Hiroshima and Miyajima 1 Day Tour for who own the JR Pass only
Tours · Japan

Hiroshima and Miyajima 1 Day Tour for who own the JR Pass only

5.0 · 3 reviews11 min – 12 min📍 Japan

About this tour

When Tom from our Global Hobo crew ran this Hiroshima and Miyajima day trip, it became clear why JR pass holders rave about it — you're basically getting a private English guide to shepherd you through two of Japan's heaviest-hitting sites in a single, tightly choreographed push. You depart Kyoto or Osaka early morning on the shinkansen (your own pass), arrive in Hiroshima by mid-morning, tick off the floating torii at Miyajima shrine and the Peace Memorial Park and Dome by late afternoon, then shinkansen back home. It's a lot of ground in 11–12 hours, but the guide handles logistics so you just show up and move.

Highlights

  • Private English guide meets you at Kyoto or Osaka station — no group chaos.
  • Flexible itinerary; skip spots or swap them if you'd rather explore elsewhere.
  • Ferry to Miyajima and local transport in Hiroshima included in the rate.
  • Guide helps you pivot on tour day if you fancy a change of plan.
  • Atomic Bomb Dome and Peace Memorial Park covered in same-day loop.
  • Shinkansen legs covered by your own JR pass — no extra rail tickets.
  • Lunch break is yours to own; guides suggest good spots if asked.

What to expect

You'll meet your guide early — either 7:30 at Kyoto or Shin-Osaka station — and hand over your JR pass for the shinkansen legs (you're doing the booking and riding; the guide's just confirming you're on the right train). The bullet train gets you to Hiroshima by 9:33. From there, it's Miyajima first: local train and ferry to the island, a wander around Itsukushima shrine and that famous floating torii, then back to the mainland by early afternoon. You've got free lunch in there — bring cash, or ask your guide for recommendations. After lunch, it's straight to Hiroshima's Peace Memorial Park and the Atomic Bomb Dome. The guide provides context and lets you take your own time at the museums and sites. By 5 p.m. you're back at Hiroshima Station and either catching the evening shinkansen to Osaka (17:52) or a later one to Kyoto via Osaka (18:33, with a transfer). It's a solid day but not leisurely — lots of moving between sites.

What travellers say

What people love
  • Private guide personalises the day; not herding twenty strangers around.
  • On-the-fly flexibility — swap sites or skip them without penalty grief.
  • Shinkansen rail covered by your own JR pass; no hidden train tickets.
  • Ferry and Hiroshima city transport bundled into the price.
  • Guide adapts schedule same-day if you change your mind.
  • Two world-class sites (Miyajima torii, Peace Memorial Park) in one day.
Where it falls short
  • Relentless pacing leaves little time to sit and absorb.
  • Lunch and all meals are separate; no catering or snacks included.
  • Ferry crowds and shrine foot traffic peak June–September.
  • Steep stairs and uneven ground may challenge mobility or young kids.

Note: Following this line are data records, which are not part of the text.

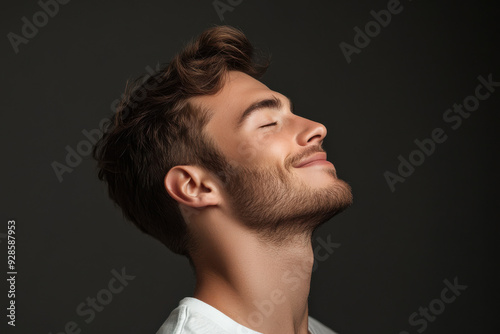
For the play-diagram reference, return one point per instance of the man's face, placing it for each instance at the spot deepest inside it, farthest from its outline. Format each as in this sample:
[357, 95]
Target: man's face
[277, 179]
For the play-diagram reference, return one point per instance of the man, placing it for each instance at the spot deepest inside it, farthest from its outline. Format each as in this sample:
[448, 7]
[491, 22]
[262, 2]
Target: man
[215, 165]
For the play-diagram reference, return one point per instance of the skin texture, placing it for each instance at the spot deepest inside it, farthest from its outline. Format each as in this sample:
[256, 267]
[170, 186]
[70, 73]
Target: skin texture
[253, 221]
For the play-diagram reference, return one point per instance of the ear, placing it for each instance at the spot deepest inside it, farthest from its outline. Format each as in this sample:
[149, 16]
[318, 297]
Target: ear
[192, 186]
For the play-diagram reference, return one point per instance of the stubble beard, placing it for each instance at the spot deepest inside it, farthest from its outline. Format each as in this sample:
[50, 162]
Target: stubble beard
[278, 206]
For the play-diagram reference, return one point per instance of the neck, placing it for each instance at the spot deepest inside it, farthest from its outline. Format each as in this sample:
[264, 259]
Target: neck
[261, 286]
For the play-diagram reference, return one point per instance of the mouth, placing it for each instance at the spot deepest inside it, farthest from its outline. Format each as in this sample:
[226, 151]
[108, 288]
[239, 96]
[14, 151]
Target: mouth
[317, 159]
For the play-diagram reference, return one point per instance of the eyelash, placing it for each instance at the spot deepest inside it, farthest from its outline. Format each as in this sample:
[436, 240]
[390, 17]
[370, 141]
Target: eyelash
[270, 124]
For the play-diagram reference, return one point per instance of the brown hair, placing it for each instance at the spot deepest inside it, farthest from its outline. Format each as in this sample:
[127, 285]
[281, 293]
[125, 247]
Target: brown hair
[155, 128]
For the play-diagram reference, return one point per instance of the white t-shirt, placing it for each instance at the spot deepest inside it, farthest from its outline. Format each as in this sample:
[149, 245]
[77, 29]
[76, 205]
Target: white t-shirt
[194, 316]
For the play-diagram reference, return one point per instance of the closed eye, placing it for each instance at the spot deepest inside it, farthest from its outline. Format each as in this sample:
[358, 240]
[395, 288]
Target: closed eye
[270, 124]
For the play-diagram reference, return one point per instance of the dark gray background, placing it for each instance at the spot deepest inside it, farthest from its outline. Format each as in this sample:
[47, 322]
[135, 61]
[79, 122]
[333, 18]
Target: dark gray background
[396, 247]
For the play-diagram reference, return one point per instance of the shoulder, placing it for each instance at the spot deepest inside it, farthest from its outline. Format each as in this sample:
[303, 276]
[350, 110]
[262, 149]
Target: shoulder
[317, 327]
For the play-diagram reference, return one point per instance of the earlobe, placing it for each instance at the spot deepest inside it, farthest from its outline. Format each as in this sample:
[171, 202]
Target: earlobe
[191, 186]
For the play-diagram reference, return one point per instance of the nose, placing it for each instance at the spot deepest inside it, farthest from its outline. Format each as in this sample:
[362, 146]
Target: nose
[310, 132]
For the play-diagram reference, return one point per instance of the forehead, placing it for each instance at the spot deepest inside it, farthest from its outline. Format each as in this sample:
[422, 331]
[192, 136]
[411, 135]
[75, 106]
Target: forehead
[238, 92]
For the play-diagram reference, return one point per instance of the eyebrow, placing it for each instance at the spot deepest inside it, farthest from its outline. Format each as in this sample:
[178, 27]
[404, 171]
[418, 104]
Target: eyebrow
[269, 103]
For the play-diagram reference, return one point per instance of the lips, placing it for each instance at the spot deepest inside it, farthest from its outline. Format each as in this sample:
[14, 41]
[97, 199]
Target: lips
[315, 158]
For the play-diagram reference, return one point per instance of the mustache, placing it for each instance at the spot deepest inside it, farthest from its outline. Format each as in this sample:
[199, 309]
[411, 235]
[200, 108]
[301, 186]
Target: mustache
[303, 155]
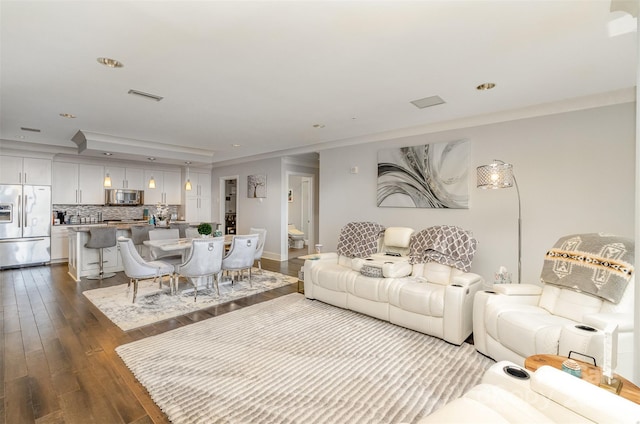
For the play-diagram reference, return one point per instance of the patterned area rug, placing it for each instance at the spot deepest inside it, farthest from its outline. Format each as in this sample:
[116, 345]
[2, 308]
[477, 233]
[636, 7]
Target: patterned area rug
[154, 304]
[294, 360]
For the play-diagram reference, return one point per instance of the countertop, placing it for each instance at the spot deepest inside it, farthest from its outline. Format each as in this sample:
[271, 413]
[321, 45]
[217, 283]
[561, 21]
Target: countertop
[120, 225]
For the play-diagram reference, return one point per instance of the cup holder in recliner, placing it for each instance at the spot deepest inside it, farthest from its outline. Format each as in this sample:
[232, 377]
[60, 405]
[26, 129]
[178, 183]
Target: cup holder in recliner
[516, 372]
[585, 328]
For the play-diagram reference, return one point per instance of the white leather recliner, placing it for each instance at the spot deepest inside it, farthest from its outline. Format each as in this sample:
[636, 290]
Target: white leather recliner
[514, 321]
[372, 274]
[547, 395]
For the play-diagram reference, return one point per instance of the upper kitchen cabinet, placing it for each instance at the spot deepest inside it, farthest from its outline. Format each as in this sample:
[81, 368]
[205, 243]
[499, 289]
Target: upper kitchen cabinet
[131, 178]
[24, 170]
[77, 184]
[167, 190]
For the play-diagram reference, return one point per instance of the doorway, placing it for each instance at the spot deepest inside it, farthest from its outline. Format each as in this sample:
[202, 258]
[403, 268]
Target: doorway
[300, 228]
[229, 204]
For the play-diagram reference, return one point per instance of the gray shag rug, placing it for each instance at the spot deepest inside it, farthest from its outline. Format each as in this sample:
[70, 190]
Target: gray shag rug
[154, 304]
[294, 360]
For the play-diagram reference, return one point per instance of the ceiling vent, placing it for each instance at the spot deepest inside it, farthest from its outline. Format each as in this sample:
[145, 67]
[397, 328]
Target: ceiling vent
[146, 95]
[428, 101]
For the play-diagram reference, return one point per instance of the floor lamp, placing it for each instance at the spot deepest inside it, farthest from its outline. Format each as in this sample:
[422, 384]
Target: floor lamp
[500, 175]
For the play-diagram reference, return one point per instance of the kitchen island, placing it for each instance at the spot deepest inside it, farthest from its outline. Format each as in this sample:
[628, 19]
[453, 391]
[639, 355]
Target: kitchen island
[84, 261]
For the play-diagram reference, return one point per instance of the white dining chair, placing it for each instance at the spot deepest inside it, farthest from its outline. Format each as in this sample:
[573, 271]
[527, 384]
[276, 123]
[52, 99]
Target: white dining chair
[241, 255]
[164, 234]
[204, 261]
[137, 268]
[262, 234]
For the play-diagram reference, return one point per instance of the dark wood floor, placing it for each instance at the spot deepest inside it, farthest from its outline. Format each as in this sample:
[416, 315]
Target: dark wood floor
[59, 363]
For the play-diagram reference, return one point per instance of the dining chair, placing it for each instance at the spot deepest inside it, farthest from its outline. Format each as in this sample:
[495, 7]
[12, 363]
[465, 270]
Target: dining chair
[204, 261]
[137, 268]
[241, 255]
[164, 234]
[262, 233]
[140, 233]
[181, 227]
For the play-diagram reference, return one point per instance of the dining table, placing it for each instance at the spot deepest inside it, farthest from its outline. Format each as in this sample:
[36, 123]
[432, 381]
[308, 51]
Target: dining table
[182, 245]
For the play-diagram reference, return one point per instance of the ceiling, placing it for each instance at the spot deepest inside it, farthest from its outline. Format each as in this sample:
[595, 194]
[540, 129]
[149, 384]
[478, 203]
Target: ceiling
[244, 79]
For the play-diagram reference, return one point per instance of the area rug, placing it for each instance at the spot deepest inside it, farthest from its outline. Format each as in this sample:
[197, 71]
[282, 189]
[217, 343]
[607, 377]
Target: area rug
[154, 304]
[294, 360]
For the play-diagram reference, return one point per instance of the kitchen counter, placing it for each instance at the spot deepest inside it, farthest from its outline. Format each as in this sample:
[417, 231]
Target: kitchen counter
[83, 261]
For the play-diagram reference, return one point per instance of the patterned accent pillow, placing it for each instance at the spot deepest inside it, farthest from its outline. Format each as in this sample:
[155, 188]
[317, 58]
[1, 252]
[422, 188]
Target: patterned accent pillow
[443, 244]
[359, 239]
[371, 271]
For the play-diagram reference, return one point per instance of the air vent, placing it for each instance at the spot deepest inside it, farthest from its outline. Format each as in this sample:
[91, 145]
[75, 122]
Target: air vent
[146, 95]
[428, 101]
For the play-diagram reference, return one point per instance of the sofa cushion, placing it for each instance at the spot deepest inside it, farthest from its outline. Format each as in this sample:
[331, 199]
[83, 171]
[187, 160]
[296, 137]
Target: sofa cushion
[420, 297]
[332, 276]
[568, 303]
[375, 289]
[433, 272]
[486, 403]
[528, 332]
[381, 265]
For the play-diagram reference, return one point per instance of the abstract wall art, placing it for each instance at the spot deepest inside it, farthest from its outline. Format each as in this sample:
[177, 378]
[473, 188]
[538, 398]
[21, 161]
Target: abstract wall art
[256, 186]
[426, 176]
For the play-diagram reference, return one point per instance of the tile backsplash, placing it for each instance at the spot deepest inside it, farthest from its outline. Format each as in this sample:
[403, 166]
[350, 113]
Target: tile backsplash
[112, 212]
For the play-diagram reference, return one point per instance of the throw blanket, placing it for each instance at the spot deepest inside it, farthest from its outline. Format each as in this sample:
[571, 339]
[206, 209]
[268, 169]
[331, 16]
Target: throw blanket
[444, 244]
[596, 264]
[359, 239]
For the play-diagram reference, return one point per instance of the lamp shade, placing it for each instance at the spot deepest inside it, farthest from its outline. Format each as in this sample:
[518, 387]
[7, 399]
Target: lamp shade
[495, 175]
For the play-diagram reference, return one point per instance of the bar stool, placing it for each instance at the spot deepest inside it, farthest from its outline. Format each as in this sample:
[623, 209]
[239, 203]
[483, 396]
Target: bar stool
[99, 238]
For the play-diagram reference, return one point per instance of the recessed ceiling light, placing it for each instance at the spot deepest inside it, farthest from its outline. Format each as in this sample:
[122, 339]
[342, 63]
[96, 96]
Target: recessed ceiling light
[145, 95]
[427, 102]
[485, 86]
[111, 63]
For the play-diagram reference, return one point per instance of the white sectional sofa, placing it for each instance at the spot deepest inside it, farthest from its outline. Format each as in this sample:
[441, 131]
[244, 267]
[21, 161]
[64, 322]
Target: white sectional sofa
[430, 297]
[514, 321]
[547, 395]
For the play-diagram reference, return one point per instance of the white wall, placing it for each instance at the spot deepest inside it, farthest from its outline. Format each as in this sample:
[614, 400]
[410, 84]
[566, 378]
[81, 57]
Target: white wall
[575, 172]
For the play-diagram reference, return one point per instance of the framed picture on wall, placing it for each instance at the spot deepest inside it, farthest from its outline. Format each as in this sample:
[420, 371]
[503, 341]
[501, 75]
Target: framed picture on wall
[256, 186]
[426, 176]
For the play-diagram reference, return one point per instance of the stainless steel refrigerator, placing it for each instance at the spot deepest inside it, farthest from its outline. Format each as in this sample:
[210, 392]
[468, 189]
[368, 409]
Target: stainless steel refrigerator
[25, 225]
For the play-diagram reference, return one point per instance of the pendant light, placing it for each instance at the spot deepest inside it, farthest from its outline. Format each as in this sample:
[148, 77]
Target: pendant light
[187, 185]
[152, 182]
[107, 180]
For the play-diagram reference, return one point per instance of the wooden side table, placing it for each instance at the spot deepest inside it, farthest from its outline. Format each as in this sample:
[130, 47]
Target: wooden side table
[590, 373]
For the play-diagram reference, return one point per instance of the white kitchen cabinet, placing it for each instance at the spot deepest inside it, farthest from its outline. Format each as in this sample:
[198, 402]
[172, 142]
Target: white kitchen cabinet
[24, 170]
[77, 184]
[59, 244]
[168, 187]
[131, 178]
[198, 200]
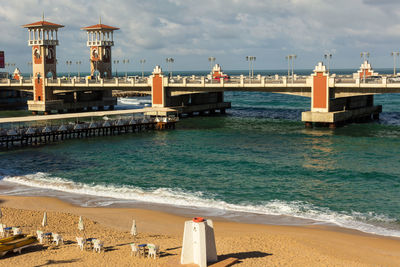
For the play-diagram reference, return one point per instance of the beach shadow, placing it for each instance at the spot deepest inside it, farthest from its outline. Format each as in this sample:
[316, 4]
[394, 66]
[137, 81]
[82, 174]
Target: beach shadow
[34, 248]
[120, 245]
[51, 262]
[172, 248]
[166, 254]
[110, 248]
[244, 255]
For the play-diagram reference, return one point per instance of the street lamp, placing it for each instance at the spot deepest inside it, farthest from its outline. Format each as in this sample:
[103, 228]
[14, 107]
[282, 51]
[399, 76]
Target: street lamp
[79, 63]
[251, 60]
[328, 57]
[364, 55]
[212, 60]
[125, 61]
[291, 59]
[69, 63]
[142, 61]
[7, 64]
[116, 71]
[394, 54]
[169, 61]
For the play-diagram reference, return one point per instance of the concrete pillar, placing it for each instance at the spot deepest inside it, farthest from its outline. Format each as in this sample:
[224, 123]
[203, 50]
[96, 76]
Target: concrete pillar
[320, 89]
[158, 93]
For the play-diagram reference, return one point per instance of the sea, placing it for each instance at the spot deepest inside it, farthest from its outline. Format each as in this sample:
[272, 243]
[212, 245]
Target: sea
[256, 164]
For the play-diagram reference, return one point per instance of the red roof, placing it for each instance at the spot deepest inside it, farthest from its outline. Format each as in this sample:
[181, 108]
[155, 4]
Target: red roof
[100, 27]
[43, 23]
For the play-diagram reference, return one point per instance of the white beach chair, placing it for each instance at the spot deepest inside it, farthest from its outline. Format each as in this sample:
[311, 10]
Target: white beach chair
[153, 250]
[2, 232]
[57, 239]
[97, 245]
[40, 236]
[135, 249]
[80, 242]
[16, 230]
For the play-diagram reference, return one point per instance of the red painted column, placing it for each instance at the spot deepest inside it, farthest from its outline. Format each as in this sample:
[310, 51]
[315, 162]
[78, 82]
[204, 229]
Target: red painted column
[320, 89]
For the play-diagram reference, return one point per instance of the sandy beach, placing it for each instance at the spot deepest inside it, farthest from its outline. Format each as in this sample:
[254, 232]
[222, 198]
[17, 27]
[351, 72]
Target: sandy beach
[253, 245]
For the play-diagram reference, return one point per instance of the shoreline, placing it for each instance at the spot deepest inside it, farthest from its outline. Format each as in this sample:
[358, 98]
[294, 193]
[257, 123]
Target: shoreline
[253, 244]
[94, 201]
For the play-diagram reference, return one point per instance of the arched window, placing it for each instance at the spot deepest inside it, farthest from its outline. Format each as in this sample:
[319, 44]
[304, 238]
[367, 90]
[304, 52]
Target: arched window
[95, 53]
[36, 53]
[50, 53]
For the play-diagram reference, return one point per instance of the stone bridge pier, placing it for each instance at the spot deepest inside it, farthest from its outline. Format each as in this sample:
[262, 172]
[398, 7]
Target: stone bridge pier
[188, 103]
[328, 110]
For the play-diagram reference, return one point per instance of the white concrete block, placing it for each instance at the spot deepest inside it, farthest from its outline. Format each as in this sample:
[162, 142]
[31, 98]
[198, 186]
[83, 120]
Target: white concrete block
[199, 243]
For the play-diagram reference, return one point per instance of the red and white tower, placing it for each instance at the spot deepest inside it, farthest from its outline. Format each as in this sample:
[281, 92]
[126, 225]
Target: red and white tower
[43, 38]
[100, 40]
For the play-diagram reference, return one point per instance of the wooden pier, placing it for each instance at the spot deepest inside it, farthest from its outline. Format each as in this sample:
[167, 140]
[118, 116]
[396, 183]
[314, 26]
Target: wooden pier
[29, 135]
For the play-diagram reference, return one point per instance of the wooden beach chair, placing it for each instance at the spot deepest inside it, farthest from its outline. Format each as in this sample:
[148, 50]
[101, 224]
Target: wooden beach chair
[97, 245]
[2, 232]
[40, 236]
[80, 242]
[57, 239]
[154, 251]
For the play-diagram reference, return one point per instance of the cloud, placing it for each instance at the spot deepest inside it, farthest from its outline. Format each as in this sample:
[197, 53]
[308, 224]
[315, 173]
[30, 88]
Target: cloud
[191, 30]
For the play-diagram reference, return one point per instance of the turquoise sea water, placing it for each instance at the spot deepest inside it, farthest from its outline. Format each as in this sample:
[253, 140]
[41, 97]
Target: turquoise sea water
[258, 159]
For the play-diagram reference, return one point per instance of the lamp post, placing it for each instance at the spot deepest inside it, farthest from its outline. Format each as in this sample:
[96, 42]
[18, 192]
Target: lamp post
[291, 59]
[212, 60]
[328, 57]
[116, 70]
[78, 63]
[69, 63]
[251, 60]
[8, 64]
[125, 61]
[394, 55]
[364, 55]
[169, 61]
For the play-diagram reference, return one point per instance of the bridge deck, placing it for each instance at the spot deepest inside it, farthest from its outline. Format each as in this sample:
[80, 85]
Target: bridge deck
[183, 85]
[83, 115]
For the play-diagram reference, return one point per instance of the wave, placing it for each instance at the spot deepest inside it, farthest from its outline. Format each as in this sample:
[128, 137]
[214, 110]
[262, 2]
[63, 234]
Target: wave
[175, 197]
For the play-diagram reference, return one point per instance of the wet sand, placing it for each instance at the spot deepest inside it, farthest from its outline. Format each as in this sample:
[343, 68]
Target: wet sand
[253, 244]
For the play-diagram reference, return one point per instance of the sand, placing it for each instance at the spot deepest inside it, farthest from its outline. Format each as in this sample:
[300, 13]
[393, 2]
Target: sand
[252, 244]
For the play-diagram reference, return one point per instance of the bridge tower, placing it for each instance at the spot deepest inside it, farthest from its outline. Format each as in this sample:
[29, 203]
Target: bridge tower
[100, 40]
[43, 38]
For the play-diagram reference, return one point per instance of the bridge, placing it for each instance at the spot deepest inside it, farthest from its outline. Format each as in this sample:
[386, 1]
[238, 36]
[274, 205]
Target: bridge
[335, 99]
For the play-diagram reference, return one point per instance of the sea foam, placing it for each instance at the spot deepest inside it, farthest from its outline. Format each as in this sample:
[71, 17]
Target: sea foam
[176, 197]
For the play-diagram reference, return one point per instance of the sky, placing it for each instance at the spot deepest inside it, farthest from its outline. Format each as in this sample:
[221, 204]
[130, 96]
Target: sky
[191, 31]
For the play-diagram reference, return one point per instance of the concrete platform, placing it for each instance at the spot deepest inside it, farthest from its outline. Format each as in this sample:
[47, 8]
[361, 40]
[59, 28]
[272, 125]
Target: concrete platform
[190, 109]
[342, 116]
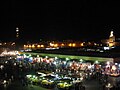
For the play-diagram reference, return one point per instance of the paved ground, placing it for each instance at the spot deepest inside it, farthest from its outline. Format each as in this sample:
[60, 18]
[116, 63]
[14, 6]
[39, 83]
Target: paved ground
[92, 85]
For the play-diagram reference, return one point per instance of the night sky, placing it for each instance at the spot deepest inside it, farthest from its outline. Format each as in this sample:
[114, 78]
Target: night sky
[59, 19]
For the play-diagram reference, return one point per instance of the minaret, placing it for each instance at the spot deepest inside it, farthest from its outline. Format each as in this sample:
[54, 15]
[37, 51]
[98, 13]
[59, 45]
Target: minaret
[111, 39]
[17, 32]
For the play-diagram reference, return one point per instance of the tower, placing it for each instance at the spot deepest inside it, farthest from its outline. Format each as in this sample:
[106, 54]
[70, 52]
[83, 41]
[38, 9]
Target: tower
[111, 40]
[17, 32]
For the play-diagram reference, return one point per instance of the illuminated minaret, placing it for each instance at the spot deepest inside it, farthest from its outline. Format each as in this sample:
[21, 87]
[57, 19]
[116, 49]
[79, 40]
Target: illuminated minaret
[111, 39]
[17, 32]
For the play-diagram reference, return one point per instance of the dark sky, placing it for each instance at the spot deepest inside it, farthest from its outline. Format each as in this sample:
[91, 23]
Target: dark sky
[59, 19]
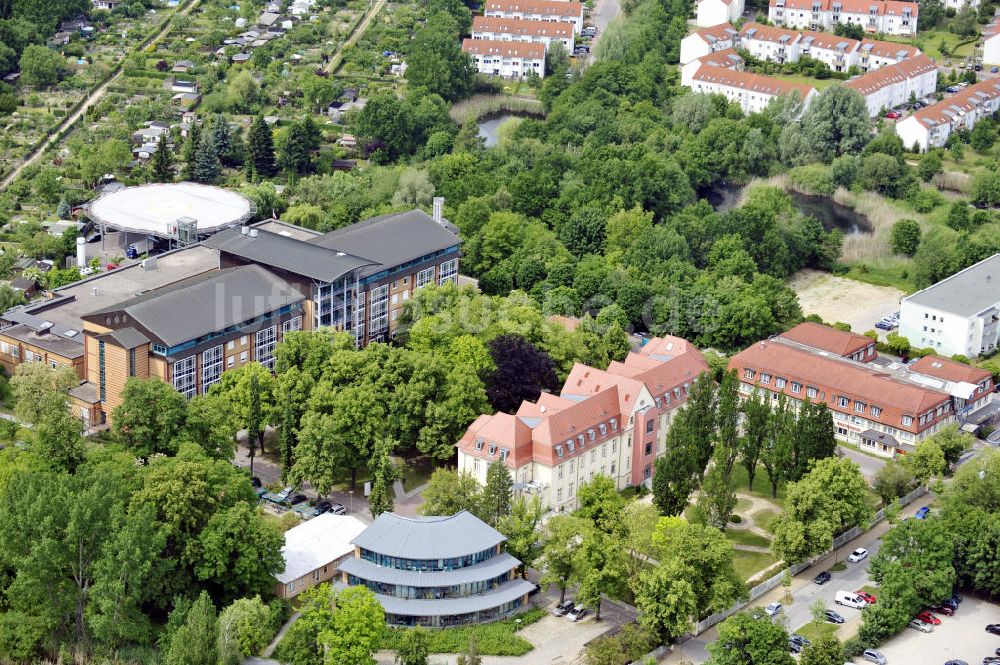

Themes summarised by our team from public information about this tour. Verify specifics on the operator's page before booking.

Good to know

The good

If you've already got a JR pass, this is sensible value; the guide handles all the transport logistics and entry fuss so you're not second-guessing train platforms. The itinerary hits the essential Hiroshima and Miyajima boxes, and the guide can nudge you towards spots or timings that suit your pace — that flexibility is real, not marketing bluster.

The not-so-good

This is a full-day sprint. You're moving every 60–90 minutes, so if you wanted to linger in the Peace Museum for three hours, you won't get that. The ferry to Miyajima can get crowded in peak season (June–September), and the walk around the shrine isn't strenuous but it's constant. Lunch is entirely on your own dime and you're eating fast. No meals or snacks included, and dinner is on you too. The weather can be brutal in summer or unpredictable in rainy season — bring layers and sun cream. Kids under six might find the pace taxing. Accessibility isn't mentioned in detail, but the shrines and parks involve stairs and uneven ground.

Practical info

Bring a day pack, water, and comfortable shoes. Your JR pass covers shinkansen; you pay for ferry ($10–15 AUD return) and any museum entries out of pocket. Private guide, so just you and your group (1–6 people ideally). Book in advance and confirm your exact shinkansen times with the operator, because you're responsible for boarding on time. Peak times are cherry blossom (late March–early April), Golden Week (late April), and autumn foliage (November).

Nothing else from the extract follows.